Mr. Tavenner. I do not want to prolong the discussion. At the beginning of the hearing you mentioned the fact that you had passed the bar in Montana, and that you are now a practicing lawyer, and you intended to forget about any type of political activity. I just wonder whether you consider the Communist Party activity as being political.

Mr. O’Connell. I think you asked me that question before.

Mr. Tavenner. I do not think I did.

Mr. O’Connell. Well, somebody asked me it before. As far as I am concerned, I am not engaged in any Communist Party activity in the State of Montana or any party activity, Progressive, or Democrat, or anything. I have been asked by the Progressive Party in 1950 to run for the United States Senate and I refused. I have been asked by the press in Montana—I am not being braggadocio or conceited—by the various newspapers, the Great Falls Tribune, the Lewistown Daily News, and many others, whether I was going to come back into the political life of the State. I have always told them, and told them constantly, that I wanted to be a lawyer; I wanted to be, if I could, the best lawyer that Montana ever had. That was the desire that I had. I have been practicing law to the very best of my ability. When a man starts to practice law, as I did, when he is about 40 years of age, he has a lot to learn. There are many—well, I am sure, Mr. Willis, as an attorney you know the best teacher, of course, is experience. I have been trying to keep my nose clean and hewing to the line. I have been practicing law. That is what I have been doing. I think in my work out there I have earned the respect and consideration of all the people in the kind of job I have been doing.

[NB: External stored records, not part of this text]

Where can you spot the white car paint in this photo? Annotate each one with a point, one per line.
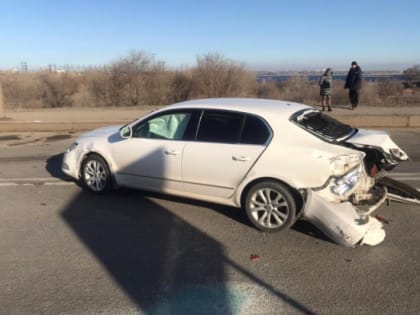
(221, 173)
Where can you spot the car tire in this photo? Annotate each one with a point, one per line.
(95, 174)
(270, 206)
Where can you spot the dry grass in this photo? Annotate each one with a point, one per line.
(139, 79)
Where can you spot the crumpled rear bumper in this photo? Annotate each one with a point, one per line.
(342, 222)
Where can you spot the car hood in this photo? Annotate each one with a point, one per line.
(378, 139)
(101, 132)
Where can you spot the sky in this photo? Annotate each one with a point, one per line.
(262, 34)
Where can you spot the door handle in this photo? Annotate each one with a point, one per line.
(172, 152)
(240, 158)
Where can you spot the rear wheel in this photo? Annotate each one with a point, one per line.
(95, 174)
(270, 206)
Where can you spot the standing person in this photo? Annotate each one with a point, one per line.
(325, 86)
(354, 83)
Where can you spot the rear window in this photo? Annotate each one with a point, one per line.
(323, 125)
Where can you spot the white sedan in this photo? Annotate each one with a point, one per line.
(278, 160)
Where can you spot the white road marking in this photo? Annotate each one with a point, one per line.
(33, 181)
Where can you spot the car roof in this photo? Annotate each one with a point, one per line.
(257, 106)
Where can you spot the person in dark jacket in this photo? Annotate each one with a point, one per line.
(354, 83)
(325, 86)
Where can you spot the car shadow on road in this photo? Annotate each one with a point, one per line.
(53, 166)
(162, 263)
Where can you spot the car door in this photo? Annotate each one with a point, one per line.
(227, 145)
(151, 158)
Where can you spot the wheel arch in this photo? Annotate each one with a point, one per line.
(299, 195)
(90, 153)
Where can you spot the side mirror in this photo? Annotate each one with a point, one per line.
(126, 132)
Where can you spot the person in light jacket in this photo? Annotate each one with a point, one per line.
(325, 86)
(354, 84)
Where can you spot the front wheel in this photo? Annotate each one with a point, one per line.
(95, 174)
(270, 206)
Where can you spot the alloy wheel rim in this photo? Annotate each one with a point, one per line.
(95, 175)
(269, 208)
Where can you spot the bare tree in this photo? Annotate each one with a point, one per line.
(216, 76)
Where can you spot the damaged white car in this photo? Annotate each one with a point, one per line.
(280, 161)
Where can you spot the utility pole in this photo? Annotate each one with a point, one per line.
(2, 109)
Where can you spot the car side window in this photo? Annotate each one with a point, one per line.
(169, 126)
(220, 126)
(255, 131)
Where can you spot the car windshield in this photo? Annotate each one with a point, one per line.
(323, 125)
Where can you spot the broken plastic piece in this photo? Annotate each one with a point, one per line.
(254, 257)
(382, 219)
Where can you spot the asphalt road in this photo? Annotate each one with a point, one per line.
(66, 251)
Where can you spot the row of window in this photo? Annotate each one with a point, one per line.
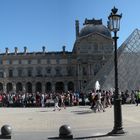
(34, 61)
(38, 72)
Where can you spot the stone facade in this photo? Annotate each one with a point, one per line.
(58, 71)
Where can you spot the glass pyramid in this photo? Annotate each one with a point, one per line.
(128, 67)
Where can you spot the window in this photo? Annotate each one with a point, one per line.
(39, 72)
(10, 73)
(29, 61)
(29, 72)
(95, 47)
(48, 70)
(20, 73)
(58, 72)
(48, 61)
(84, 71)
(0, 61)
(1, 75)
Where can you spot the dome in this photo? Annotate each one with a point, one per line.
(94, 26)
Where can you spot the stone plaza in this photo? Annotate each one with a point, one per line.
(44, 123)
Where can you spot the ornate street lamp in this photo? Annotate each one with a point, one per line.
(114, 26)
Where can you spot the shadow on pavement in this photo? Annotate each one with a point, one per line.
(86, 137)
(82, 112)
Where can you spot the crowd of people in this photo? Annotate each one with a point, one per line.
(97, 99)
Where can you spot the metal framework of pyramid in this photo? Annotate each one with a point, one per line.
(128, 66)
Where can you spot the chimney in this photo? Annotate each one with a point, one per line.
(6, 50)
(16, 50)
(43, 49)
(77, 28)
(25, 50)
(63, 49)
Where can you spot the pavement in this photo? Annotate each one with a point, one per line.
(44, 123)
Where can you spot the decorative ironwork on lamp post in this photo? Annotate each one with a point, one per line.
(114, 26)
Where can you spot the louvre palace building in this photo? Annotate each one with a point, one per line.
(91, 59)
(58, 71)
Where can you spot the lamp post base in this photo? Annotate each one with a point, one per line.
(116, 132)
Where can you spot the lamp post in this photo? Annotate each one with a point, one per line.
(114, 26)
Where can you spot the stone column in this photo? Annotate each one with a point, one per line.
(14, 87)
(43, 88)
(53, 87)
(33, 88)
(4, 87)
(65, 86)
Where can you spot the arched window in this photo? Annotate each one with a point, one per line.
(70, 86)
(18, 87)
(38, 87)
(1, 87)
(59, 87)
(9, 87)
(29, 87)
(48, 87)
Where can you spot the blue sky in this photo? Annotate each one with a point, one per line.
(51, 23)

We do not have any integrated bar in the State of Montana. The Montana Supreme Court regulates and supervises the bar out there. I am sure that the members of the supreme court will tell you the things I have said here today about my friend and all that are true.

Mr. Velde. Do you not think you are a bit gullible or naive when you say that you did not know there was a Soviet espionage ring operating in this country? Tell the committee the truth.

Mr. O’Connell. Now listen. I think I have set forth my position. I do not know that that is actually true. I do not know that it is true. I do not know it. I have never met a Soviet spy that I know of.

Mr. Velde. It is just unbelievable to me. Of course, that is just my opinion.

Mr. O’Connell. You are in a different position than I am.

Mr. Velde. With all your connections that have been brought out here with the various front groups, with all of your connections with well-known Communists, not to realize that there has been an espionage ring operating in this country is amazing to me. You are an intelligent man.

Mr. O’Connell. Any of those groups or any of the individuals that have been mentioned here can be tied down to specific programs or purposes or things of that kind, but certainly nothing along the line of espionage.

Mr. Willis. Would it surprise you if they were?

Mr. O’Connell. No, it would not surprise me; but what I am saying is that I do not know.

Mr. Willis. The committee is adjourned and the witness is dismissed.

Mr. O’Connell. Thank you.

(Whereupon, at 5:25 p. m., the hearing in the above matter was concluded and the committee recessed to the call of the Chair.)